February went out in a slushy, icy storm and with sick stomachs all around. Thankfully it turned out everyone but Adam was only sympathetically sick. Poor Adam met disaster in a funky slice of pizza, or maybe it was the fries? Who knows, the boy ate downtown (which can frequently be a case of food roulette)on one of his adventures with his friend, Noah. The two spent the entire afternoon outside last Thursday, walked a good five miles going between houses, the beach and two ends of town. By four am Friday morning, he was sick, which meant the entire weekend we were on bucket brigade.
By Sunday, we all felt much better and with sighs of relief, we returned to regular sleep and our own beds. I think there was even some Guitar Hero playing that afternoon.
On Tuesday, craving some time out and about, we met with some friends in the Old Port, where we did a little shopping and enjoyed the bright sunshine, but less so the ice and slush covered cobblestones.
For lunch, we met at Local Sprouts. Though we've known about this great space for some time, we had never made it over. We were really glad we went. Luckily, we found a table for all six of us. The kids chatted with woman behind the counter, who was someone they knew, having performed at Merrill with her last December. Our friends saw someone they knew from The New School, so instantly the space felt like a well-loved community gathering spot. Our order came quickly and we were all very happy with our lunch. The kids were a bit put off by the potato wedges, (none of us seem able to like blue potatoes), but the wedges tasted perfectly good, especially when dunked in the rich, garlicky aioli. Younger kids jumped around and danced on the tiny stage, people sat with mugs of coffee in the sun-filled windows chatting with friends, and there was nothing too fussy or formal, just relaxed fun, with the bonus of good food. We'll definitely go back.
Feeling good about our day out, I decided to make calzones for dinner. Usually I just use what we have in the pantry or fridge (when do I not cook like this?), so this time I stuffed the homemade dough with marinated red peppers, local feta and mozzarella cheese, tomato sauce, Kalamata olives and mushrooms. I made four huge calzones, each the size of two dinner plates. It's taken us days to finish them, and in fact, Adam just had the last of his for lunch today. Delicious.
On Thursday, yesterday, we were back in Portland for the kids' homeschool pottery class at Portland Pottery. They've taken a number of classes at the studio before, but it's been a few years since their last class there. They both said it was good to be back. After I dealt with the sudden flat tire we had just as we arrived in town, I got to sit with the other parents and chat. We all observed that the group of kids in class, largely the same ones who have always been in pottery, and who are essentially the Homeschool Class 2015 and 2017, are growing up together and changing every time we see them.
Olivia continues with her guitar lessons. We all enjoy hearing her practice, and practice she does. It seems the guitar is a good fit for her. For Adam, however, the drums have turned out to be not such a great fit and he has decided that he'd maybe be more interested in guitar. He's thinking about it and Olivia is teaching him what she has learned.

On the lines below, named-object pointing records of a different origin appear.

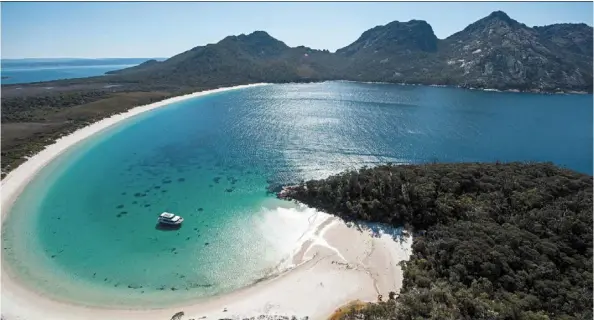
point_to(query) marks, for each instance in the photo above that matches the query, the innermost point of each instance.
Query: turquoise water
(85, 229)
(29, 70)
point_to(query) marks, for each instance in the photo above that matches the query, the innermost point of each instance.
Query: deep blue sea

Meanwhile, Adam's latest passion is Minecraft. It is a fascinating game, though one that makes me feel rather sea sick to watch, but I have no doubt it's challenging on many levels. As much a spatial thinker as Adam has always been, it's no surprise he's drawn to the complexity of this game.
Both of the kids are devouring books, per usual and they both always have a stack being read by their beds. Adam has recently read the wonderful Underland Chronicles (series of five), by Suzanne Collins (Hunger Games). He's since moved onto The Books of Ember, (Jeanne DuPrau). While Olivia (as well as Alex and I) eagerly await Carrie Ryan's third installment, she's read a number of books, one of which was Salem's Lot. As long-time fans of King's, Alex and I really enjoy being able to share the horrors and spine tingles with Olivia. And if you're looking for horrors and spine tingles in new fiction, the Ryan series I mentioned contains just that. While not perfect books, she does do some things very well and you'll never forget some of the scenes and the sheer relentlessness she describes.
The in between times, the hours together at home, around the breakfast or dinner table, we discuss the current political climate (we're with the pro-union folks in WI), books, history (we're a couple of episodes into The Civil War), play games, talk and talk and talk some more. These are fun and full, fascinating days, unschooling with these two amazing people. With the added spark of the impending spring in the air, March is most welcome.